At Bonhams, where £3.26m worth of Mod Brit art changed hands on June 13 in New Bond Street, the stand-out entry was John Minton’s (1917-57) neo-romantic work, Summer Landscape.

The large 22in x 2ft 8in (56 x 81cm) pen and ink work shows the abiding influence on Minton of the etchings and drawings of 19th century landscape Romantic painter Samuel Palmer. It was executed in 1945 after visits to south Cornwall.

Matthew Bradbury, Bonhams director of Modern British and Irish art, described the work as “mesmeric… in which the figures and the landscape meld into one. It’s a highly accomplished composition by an artist at the peak of his powers.”

It drew plenty of competition against a £30,000-50,000 guide and was knocked down at £120,000, a new auction record for a work on paper by the artist.

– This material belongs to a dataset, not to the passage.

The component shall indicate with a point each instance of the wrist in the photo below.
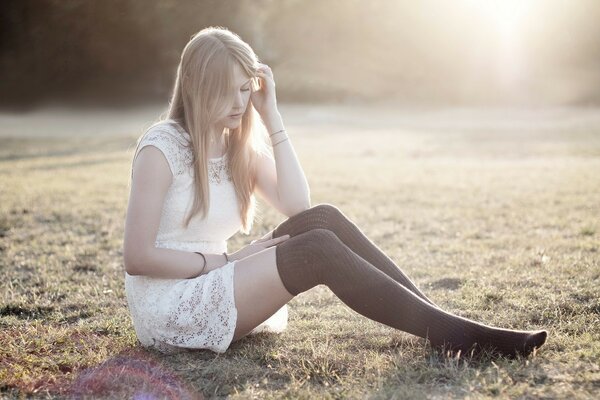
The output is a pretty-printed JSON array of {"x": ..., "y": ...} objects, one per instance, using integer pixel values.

Minton has been performing well on the secondary market in recent years. In 2016, his auction record was broken twice when two large-scale Jamaican paintings sold at Christie’s for premium-inclusive prices of £188,500 and £293,000.

Top spot at Bonhams went to Jack B Yeats’ (1871-1957) vivid green canvas, Donnelly’s Hollow. One of the artist’s larger works, the 2ft x 3ft (61 x 91cm) oil depicts the natural amphitheatre at the Curragh in County Kildare where, in 1815, the Irish boxer Dan Donnelly defeated the English champion, George Cooper.

Boxing was a passion for the sports-mad Yeats, and Donnelly’s Hollow is one in a series of later paintings that revisited the obsessions of the artist’s youth.

It failed to match its punchy £300,000-500,000 guide and sold for £280,000. The lack of a dominant figure in the composition may have had some bearing on the price.